What being cruelly sick, however, taught me about living in the age of COVID-19 wasn’t merely how to stay occupied while alone. There are a number of factors that affect my experience of the pandemic — I have a spouse who can care for me when he is home. I don’t have children, fragile elders, or other dependents. I don’t have an essential job that calls me to come in to work and stay on my feet (a requirement that’s beyond my physical capability). I have a home, and I am grateful to have work and a spouse who also has work, which means that I’m not spending my time hunting for financial stability.
But before the coronavirus, during The Illness, which is what I call it now, I experienced symptoms that included the following: hot flashes, an inability to lift my arms, weak eyelids, deadening fatigue, peripheral neuropathy, wandering nerve pain, cognitive confusion, loss of appetite, nausea, feverishness, cold sweats, terror, chronic infection, seizurelike spasms, and so forth. What made these symptoms so terrible, beyond their inherent misery, was that I could not predict when they would come and go. Studies indicate that lab rats prefer shock situations involving certainty, and I was like a lab rat who could not be certain of its own tormenting situation.
I tried to wipe out the uncertainty as best as I could. In my paper planner, I created a system that marked my symptoms with color-coordinated dots. This system, I hoped, would show me whether my symptoms aligned with phases of the moon, or my menstrual cycle — anything concrete was preferable to being assaulted by symptoms that came and went with no sense to them.
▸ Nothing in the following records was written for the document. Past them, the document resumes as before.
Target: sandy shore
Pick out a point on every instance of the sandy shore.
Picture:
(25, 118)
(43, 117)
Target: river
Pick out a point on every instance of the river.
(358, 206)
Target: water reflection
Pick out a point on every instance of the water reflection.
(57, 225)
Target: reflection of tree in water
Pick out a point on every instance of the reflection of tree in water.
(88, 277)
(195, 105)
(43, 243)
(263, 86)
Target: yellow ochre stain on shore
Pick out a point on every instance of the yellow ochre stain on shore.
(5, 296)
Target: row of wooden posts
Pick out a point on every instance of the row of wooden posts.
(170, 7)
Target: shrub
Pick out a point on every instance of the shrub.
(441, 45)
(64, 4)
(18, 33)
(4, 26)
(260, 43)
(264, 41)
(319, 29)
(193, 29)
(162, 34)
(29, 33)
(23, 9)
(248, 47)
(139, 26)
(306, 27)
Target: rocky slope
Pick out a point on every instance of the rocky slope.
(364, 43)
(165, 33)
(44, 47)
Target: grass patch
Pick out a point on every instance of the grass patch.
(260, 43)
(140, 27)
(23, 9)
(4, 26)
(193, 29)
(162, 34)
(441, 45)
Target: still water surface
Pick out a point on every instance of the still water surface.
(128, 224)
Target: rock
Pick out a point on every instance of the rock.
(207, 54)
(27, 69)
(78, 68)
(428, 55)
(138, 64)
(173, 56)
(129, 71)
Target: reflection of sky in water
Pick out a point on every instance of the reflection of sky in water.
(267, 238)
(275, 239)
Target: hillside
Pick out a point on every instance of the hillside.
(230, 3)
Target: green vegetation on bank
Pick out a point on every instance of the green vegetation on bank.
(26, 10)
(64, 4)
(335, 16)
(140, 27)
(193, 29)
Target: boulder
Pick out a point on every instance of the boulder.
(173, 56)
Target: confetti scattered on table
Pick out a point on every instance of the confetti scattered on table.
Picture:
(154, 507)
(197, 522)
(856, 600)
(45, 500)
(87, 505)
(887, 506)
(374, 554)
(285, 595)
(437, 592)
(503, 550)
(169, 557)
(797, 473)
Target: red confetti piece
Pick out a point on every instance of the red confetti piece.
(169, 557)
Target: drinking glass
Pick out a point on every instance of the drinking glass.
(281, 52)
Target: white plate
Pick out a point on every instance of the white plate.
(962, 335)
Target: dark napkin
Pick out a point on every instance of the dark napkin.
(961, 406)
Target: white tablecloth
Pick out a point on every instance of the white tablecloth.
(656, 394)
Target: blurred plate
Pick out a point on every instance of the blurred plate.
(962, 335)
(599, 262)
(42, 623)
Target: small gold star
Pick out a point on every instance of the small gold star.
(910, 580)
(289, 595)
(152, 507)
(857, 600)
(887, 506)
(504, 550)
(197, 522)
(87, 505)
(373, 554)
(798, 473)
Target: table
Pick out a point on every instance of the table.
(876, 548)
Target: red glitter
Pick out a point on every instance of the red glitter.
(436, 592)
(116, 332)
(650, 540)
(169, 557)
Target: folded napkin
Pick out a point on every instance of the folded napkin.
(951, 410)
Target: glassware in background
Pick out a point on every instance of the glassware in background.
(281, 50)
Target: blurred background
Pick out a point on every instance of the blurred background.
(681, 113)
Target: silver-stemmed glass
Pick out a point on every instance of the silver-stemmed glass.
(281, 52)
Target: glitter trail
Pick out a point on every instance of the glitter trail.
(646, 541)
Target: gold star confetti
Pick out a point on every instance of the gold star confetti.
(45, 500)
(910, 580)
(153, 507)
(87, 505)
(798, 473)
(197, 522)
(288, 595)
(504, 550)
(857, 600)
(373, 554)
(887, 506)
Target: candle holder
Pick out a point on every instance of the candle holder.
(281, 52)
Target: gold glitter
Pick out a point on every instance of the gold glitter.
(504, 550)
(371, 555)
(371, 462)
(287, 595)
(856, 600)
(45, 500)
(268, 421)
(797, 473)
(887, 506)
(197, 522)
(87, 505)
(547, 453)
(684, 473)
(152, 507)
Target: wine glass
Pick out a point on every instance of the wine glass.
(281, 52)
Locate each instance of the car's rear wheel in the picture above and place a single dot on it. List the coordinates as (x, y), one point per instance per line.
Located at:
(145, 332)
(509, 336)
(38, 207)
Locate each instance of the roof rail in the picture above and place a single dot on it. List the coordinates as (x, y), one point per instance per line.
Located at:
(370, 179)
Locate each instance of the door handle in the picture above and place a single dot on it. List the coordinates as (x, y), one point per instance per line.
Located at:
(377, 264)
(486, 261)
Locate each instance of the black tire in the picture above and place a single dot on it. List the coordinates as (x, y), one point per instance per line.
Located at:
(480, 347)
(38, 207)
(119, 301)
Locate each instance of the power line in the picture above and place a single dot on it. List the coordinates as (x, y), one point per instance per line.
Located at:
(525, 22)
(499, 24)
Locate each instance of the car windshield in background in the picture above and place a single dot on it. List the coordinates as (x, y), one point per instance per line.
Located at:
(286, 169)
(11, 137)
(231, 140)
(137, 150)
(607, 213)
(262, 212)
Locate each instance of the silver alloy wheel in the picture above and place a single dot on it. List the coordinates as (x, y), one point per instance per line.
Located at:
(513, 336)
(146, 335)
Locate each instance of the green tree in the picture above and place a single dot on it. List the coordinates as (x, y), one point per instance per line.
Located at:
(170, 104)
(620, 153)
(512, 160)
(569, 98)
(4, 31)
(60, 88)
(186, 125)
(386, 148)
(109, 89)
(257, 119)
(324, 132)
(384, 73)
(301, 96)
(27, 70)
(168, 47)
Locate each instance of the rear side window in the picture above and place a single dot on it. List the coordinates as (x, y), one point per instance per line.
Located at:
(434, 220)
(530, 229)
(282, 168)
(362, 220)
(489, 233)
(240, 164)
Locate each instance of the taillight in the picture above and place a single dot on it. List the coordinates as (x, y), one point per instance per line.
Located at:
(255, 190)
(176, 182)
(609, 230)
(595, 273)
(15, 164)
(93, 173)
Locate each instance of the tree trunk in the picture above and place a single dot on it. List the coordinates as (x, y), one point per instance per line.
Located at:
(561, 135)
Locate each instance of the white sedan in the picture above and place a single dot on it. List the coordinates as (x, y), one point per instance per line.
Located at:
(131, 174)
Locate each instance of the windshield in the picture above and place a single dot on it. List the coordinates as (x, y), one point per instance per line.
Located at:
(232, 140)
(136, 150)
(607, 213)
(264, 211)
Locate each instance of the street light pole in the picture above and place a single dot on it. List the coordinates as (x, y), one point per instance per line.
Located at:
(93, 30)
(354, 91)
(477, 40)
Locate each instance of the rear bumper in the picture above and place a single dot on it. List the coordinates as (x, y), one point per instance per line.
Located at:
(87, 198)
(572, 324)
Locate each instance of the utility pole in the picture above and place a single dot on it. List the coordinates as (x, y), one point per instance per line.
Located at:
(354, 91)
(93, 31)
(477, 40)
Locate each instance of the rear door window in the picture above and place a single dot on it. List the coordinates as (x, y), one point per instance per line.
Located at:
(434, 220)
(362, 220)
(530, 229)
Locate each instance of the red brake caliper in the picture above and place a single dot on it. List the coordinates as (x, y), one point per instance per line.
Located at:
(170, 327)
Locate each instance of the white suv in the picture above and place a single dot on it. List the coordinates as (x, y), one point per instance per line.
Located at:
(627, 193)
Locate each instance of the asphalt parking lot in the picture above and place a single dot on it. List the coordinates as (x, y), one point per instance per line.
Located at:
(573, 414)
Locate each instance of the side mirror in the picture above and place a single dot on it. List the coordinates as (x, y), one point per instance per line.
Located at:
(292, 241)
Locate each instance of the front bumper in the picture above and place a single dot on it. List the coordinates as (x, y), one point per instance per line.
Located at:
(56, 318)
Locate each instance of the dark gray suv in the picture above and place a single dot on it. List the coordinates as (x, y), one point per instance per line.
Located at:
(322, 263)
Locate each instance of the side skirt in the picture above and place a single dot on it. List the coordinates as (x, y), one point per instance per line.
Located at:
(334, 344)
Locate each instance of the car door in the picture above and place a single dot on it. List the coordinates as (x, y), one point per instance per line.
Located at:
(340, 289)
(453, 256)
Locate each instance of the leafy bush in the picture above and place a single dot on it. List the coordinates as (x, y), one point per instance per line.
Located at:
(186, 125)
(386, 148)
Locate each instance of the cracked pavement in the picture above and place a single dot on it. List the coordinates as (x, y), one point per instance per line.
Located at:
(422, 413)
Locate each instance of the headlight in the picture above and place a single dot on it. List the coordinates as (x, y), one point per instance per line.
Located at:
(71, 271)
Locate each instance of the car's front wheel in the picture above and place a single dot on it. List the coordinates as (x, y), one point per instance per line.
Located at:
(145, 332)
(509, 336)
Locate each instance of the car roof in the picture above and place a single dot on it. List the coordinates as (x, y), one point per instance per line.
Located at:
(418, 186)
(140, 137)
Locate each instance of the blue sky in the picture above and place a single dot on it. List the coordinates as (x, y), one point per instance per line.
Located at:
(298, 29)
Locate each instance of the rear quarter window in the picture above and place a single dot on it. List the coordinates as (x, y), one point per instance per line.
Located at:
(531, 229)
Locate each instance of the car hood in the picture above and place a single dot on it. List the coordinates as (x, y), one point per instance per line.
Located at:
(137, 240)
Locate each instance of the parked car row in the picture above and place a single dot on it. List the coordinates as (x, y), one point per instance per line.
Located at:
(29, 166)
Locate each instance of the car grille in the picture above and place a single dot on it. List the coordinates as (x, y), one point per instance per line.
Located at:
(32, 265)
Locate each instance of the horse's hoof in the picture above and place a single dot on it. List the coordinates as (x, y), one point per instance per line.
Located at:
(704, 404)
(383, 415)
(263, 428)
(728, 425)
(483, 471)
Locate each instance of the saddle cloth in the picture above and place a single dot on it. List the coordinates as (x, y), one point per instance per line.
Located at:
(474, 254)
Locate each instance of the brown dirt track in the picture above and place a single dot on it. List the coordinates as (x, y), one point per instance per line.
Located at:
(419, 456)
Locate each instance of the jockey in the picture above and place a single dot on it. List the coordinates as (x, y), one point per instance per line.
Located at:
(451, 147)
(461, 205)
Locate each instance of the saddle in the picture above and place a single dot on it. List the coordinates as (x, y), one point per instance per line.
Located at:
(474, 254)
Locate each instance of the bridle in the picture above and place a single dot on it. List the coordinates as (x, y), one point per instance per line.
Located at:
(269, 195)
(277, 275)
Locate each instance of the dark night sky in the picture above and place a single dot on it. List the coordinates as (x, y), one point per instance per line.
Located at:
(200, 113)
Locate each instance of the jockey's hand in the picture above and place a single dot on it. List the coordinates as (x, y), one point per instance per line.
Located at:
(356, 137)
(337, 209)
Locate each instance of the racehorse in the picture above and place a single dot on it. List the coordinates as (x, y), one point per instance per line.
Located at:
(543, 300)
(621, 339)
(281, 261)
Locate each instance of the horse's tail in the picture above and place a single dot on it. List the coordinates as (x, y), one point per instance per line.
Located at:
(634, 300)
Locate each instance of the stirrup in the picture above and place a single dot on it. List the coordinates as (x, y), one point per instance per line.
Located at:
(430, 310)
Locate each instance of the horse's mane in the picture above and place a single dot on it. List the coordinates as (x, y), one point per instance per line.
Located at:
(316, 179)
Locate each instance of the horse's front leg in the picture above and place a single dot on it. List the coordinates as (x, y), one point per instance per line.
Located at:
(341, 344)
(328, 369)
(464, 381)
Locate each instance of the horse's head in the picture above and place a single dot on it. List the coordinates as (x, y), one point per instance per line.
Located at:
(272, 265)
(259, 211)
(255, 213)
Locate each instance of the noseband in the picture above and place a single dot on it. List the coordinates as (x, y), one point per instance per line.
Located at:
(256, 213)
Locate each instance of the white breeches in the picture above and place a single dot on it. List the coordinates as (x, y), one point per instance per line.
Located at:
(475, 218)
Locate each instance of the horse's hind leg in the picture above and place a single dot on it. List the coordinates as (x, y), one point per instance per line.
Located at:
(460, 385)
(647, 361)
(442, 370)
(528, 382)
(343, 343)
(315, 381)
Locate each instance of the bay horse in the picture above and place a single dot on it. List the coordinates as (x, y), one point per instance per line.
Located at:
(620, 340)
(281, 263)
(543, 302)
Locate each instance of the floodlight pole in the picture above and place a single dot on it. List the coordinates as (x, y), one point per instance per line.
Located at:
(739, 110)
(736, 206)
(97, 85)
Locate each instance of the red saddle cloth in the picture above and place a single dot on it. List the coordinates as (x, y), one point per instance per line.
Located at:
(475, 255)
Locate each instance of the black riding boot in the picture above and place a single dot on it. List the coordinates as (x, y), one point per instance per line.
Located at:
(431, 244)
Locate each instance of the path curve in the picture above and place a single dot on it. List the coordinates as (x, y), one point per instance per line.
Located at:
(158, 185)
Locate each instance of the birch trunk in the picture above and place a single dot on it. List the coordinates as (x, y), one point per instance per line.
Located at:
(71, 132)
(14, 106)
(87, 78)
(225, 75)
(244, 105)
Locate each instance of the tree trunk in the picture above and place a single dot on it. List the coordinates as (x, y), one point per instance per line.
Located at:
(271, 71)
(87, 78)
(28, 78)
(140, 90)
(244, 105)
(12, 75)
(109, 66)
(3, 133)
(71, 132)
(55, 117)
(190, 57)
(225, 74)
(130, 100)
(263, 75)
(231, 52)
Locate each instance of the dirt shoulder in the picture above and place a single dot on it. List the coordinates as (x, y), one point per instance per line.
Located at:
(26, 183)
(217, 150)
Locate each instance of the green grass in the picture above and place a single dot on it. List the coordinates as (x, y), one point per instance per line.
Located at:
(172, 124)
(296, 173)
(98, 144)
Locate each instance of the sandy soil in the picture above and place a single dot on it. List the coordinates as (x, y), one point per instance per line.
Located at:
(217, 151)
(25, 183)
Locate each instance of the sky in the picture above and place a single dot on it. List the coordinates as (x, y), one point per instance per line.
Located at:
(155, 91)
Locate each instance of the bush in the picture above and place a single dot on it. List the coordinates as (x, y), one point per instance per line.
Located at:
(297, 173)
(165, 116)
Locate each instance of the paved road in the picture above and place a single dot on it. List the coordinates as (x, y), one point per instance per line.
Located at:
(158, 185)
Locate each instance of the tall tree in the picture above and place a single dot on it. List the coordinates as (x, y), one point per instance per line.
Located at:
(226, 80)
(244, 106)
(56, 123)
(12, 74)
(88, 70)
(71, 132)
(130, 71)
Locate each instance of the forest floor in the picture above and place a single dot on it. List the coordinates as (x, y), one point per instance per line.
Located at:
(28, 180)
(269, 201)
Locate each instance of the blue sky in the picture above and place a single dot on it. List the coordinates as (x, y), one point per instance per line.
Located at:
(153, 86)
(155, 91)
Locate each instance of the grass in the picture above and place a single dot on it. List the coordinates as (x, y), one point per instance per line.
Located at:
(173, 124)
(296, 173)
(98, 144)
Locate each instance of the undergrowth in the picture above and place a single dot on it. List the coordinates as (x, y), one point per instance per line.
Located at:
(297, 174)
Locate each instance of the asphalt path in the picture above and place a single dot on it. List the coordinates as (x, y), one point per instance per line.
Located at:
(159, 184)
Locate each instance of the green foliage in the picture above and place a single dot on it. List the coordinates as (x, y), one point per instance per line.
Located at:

Not only did the symptoms arrive without warning, but I also feared, every time, that this would be the time that the pain would never back off and I would have to adapt to a new life of torture forever.
During the worst, most excruciating bouts of discomfort and pain, for example, I would need to contend with the idea that it was entirely possible that I would be exactly that sickforever. I wouldn’t die, thereby releasing me from the wreckage of my body, which had grown bony and weak. I would just be that sick, and there would be nothing I could do except to keep taking my medications and supplements, which might not be doing anything at all, and to drag myself to the clinic, where I was trying a variety of treatments that I was sure, most of the time, were not doing anything more useful than a saline drip might.
That was uncertainty. To have absolutely no clue and no proof that what I was doing was having any effect at all and to not know if I was scarring up my veins for no reason other than to indicate to myself that I had not yet given up on life.
As COVID-19 engulfs the news, the world is poised in a moment of uncertainty the exact likes of which we haven’t seen before. Responses vary. I continue to half-joke about the apocalypse because I watched Armageddon and Deep Impact in 1998, and both made a mark on me deeper than the Aerosmith song that accompanied the former. Plenty of people are drinking. Others are working to maintain their sobriety, posting about virtual AA meetings and volunteering to speak on the phone with anyone who might fall off the wagon. One of my dear friends tells me that she is “100 percent experiencing the Melancholia Effect,” by which she means that after a lengthy bout of depression, she is now “so even-keeled it is almost eerie.”
Small things: Here in San Francisco, my favorite restaurant closed. Larger things: My parents, who live in Taiwan, are currently separated due to the stress of the pandemic. And still larger: People all over the world are sick, suffering and dying in exponents that are difficult to fathom. I think back to life with The Illness and how I could not be certain of anything when I was as ill as that.
In the worst times, we can try to find stability in the smallest things. My therapist once advised me to search my body, when I was experiencing chronic pain, from head to toe. I was to look for one inch that was not hurting and focus on that.
Another time, she told me that she’d read about a woman in excruciating pain who could not imagine getting through that entire, endless night. A night can be so long when one hurts. Instead, she chose to get through every five seconds. She would get through the first five seconds. And then she would get through the next five. Over and over. It seems extra cruel to make time slow down when all we want to do is get through this time faster, but trust me: that we will get through this very slowly is only thing of which I’m certain.